I am working on this dataset made of 16S from 102 soil samples from 4 different places. They are all forward reads targeting V3 region.
Quality drops from around base 260 and because of it I’ve decided to evaluate whether do or don’t trim reads at position 260 could improve diversity analyses.
Here you can find a QC file:
reads.soil.QC.qzv (288.5 KB)
I ran denoising (DADA2) with trimming at position 260 and not trimming, both with --p-max-ee 1.5.
I then ran core-metrics-diversity and collected the alpha and beta diversity results, and here begins my asking for any advice.
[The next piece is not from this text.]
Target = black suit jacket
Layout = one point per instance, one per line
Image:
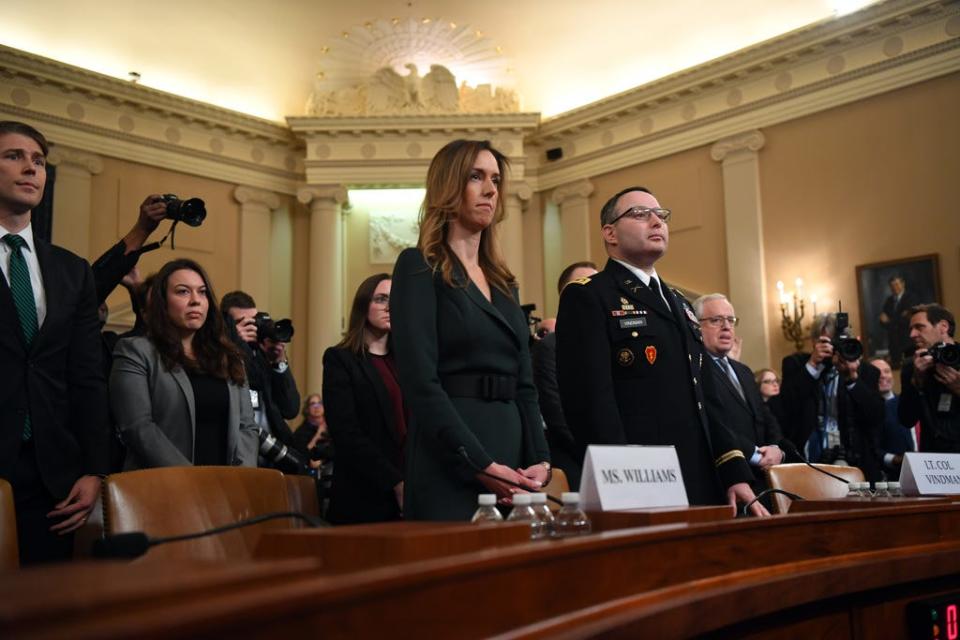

Number of features reduced from 9806 to 8315, which I don’t consider an issue. Nevertheless, diversity outputs happen to be quite divergent when looking to shannon index and number_of_observed_features. They rose up after trimming.
Indeed, from my experience shannon indexes from soil samples use to range from 6.5 to 8.5-9 instead of 7.6 to 9.7, and those intervals match the not trimmed and trimmed datasets here.
Here a depict of a few samples:
Beta diversity significances are strongly significant different after permanova in both cases, and PCoA plots of weighted unifrac and bray curtis dissimilarities also look similar for trim/not trim, so I don’t think there are effects on it.
However there are differences on adonis output.
Discalaimer: I still didn’t access chemical measurements from soil minerals, so I simulated values of a factor called “measurement” and tested Bdiversity
What I would expect is that significances would be similar but there are huge differences in the p value and R2, alongside the squares…
So, could someone be so kind as to help me understanding why such differences in diversity after trimming reads? Also, does it sound reliable to keep with those trimmed reads, considering quality improvement, even after those differences?